The VMAFX Helm chart (deploy/helm/vmafx/) ships the controller, optional vmafx-node worker Deployment, optional vmafx-operator Deployment, batch Job form, and sticky StatefulSet form. Before this ADR the chart shipped a partial pod-security baseline:

  • podSecurityContext set runAsNonRoot: true and runAsUser: 65534 (the generic nobody UID), missing seccompProfile.
  • securityContext set allowPrivilegeEscalation: false, readOnlyRootFilesystem: true, and dropped ALL capabilities, but did not set runAsNonRoot, runAsUser, or seccompProfile at the container level.
  • operator-deployment.yaml and tests/test-connection.yaml hard-coded their own security blocks instead of inheriting from .Values, so any future change to the chart-wide defaults silently skipped them.
  • No NetworkPolicies were shipped — the chart relied on the cluster's CNI to provide isolation, which is not the default on most managed control planes (GKE Autopilot is the notable exception).

PR #367 (ADR-0878) standardised every production VMAFX container image on gcr.io/distroless/cc-debian12's baked-in nonroot user (UID 65532).

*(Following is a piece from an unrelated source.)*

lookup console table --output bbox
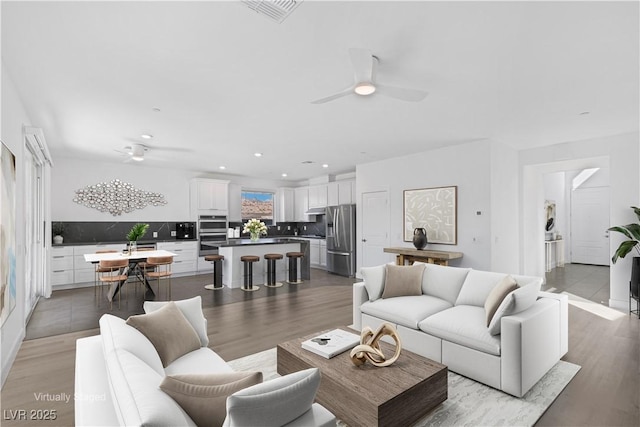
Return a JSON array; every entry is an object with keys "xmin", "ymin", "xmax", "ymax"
[{"xmin": 384, "ymin": 248, "xmax": 462, "ymax": 265}]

The chart's UID drifted from the image's UID, so the pod started as nobody (65534) but the binary, its caches, and the model directory were owned by the image's nonroot (65532). Read-only mounts worked by luck; any writable volume (/tmp emptyDir, output PVC, rclone cache) would write files owned by 65534 that the image's tools could not later read back.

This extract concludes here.